É com o intuito de reforçar, valorizar e melhorar os cuidados de saúde primários que o PCP considera ser urgente a adoção de medidas concretas de reforço deste nível de cuidados. Com o reforço dos cuidados de saúde primários protege-se a saúde e a vida dos portugueses e defende-se o Serviço Nacional de Saúde.

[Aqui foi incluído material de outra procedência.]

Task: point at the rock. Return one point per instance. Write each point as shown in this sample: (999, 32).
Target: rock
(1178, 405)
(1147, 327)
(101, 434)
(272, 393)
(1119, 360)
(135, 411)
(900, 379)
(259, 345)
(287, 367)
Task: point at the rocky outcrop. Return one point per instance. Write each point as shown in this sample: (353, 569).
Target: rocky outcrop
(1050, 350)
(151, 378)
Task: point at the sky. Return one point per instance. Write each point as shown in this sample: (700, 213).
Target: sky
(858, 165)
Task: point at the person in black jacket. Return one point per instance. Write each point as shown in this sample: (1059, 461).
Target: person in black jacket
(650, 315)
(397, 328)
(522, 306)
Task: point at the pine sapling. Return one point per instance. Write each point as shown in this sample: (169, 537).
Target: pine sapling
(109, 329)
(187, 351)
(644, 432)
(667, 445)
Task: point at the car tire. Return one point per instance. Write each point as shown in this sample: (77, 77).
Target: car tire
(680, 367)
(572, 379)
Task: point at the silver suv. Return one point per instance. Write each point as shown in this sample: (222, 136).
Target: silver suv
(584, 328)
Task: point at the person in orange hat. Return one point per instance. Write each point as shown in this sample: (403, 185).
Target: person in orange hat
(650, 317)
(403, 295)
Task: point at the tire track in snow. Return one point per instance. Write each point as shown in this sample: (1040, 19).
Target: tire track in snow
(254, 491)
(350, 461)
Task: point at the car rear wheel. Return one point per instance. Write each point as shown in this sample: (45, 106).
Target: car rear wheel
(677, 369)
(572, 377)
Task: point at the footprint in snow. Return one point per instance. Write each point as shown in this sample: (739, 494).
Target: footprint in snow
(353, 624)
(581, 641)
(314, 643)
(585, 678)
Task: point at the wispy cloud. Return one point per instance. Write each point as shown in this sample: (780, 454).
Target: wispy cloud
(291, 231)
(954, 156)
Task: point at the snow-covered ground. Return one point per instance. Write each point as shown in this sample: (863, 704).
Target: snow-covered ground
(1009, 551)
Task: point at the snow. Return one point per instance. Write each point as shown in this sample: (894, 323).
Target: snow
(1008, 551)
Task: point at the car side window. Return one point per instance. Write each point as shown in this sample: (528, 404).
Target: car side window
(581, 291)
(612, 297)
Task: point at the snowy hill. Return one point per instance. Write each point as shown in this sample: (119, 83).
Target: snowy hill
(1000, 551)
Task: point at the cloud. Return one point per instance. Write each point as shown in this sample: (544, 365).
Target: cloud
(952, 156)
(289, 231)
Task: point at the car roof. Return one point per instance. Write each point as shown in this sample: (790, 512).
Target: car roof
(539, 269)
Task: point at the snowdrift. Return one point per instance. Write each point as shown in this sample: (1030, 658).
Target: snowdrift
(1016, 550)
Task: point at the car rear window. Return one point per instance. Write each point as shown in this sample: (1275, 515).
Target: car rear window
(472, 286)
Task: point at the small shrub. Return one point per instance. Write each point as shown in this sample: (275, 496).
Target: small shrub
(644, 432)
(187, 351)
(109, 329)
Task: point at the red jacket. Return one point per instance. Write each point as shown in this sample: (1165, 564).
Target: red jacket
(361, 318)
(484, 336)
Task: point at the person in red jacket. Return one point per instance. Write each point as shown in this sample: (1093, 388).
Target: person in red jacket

Nestes termos, ao abrigo da alínea b) do artigo 156.º da Constituição e da alínea b) do n.º 1 do artigo 4.º do Regimento, os Deputados do Grupo Parlamentar do PCP propõem que a Assembleia da República adote a seguinte

Resolução

A Assembleia da República resolve, nos termos do n.º 5 do artigo 166.º da Constituição, recomendar ao Governo que:

1. Dote os Cuidados de Saúde Primários (nos quais se incluem as Unidades de Saúde Familiar, as Unidades de Cuidados de Saúde Personalizados e as Unidades de Cuidados na Comunidade) de meios financeiros, técnicos e humanos necessários ao cumprimento das suas missões remediativa, preventiva e de promoção da saúde;

2. Promova a atribuição de médico de família a todos os utentes e proceda à concretização do enfermeiro de família com brevidade;

3. Alargue as respostas da área da saúde oral e visual a todo o território nacional;

4. Alargue em todo o território nacional as experiências de dotar os Cuidados de Saúde Primários de equipamentos para realizar meios complementares de diagnóstico;

5. Proceda ao lançamento de experiências piloto na área da saúde mental, obstetrícia e ginecologia e pediatria nos Cuidados de Saúde Primários;

6. Constitua as equipas de profissionais de saúde onde estejam contemplados para além dos médicos especialistas em medicina geral e familiar, médicos especialistas em psiquiatria, pedopsiquiatria, estomatologia e medicina dentária, psicólogos, assistentes sociais, técnicos de diagnóstico e terapêutica (terapeutas da fala, fisioterapeutas, entre outros), profissionais ligados à saúde visual e assistentes técnicos e operacionais;

7. Integre nos Cuidados de Saúde Primários optometristas de forma a que seja alargada a prestação de cuidados de saúde visual;

8. Valorize e reforce a área da saúde pública dotando-a de meios humanos e materiais que lhe permita prosseguir a missão e objetivos consignados;

9. Valorize social e profissionalmente os profissionais de saúde, assegurando-lhes as condições de trabalho, de formação, de vínculos de carreira e remuneração que assegurem a sua máxima disponibilidade e qualificação e a estabilidade do serviço de saúde onde se encontram, no quadro do respeito pelas normas deontológicas que presidem à sua intervenção;

10. Ponha fim às desigualdades existentes ao nível das condições de funcionamento, de atendimento e de trabalho entre Unidades de Saúde Familiar e Unidades de Cuidados de Saúde Personalizados e Unidades de Cuidados na Comunidade, garantindo que não há diferenciação no acesso e na prestação de cuidados de saúde aos utentes, independentemente da estrutura organizacional que os presta;

11. Promova uma verdadeira articulação entre os Cuidados de Saúde Primários, os Cuidados Hospitalares, os cuidados continuados e a saúde pública, de molde a permitir uma resposta mais célere e integrada aos utentes do SNS;

12. Proceda à atualização do parque informático nos Cuidados de Saúde Primários, e tome medidas provisórias, através da implementação de um software adequado às condições técnicas existentes, até à conclusão da atualização do parque informático;

13. Proceda à renovação do parque automóvel nos Cuidados de Saúde Primários;

14. Alargue os rastreios de base populacional para o cancro da mama, colo do útero, colón e reto e retinopatia diabética a todo o território de forma a ultrapassar e corrigir as assimetrias regionais.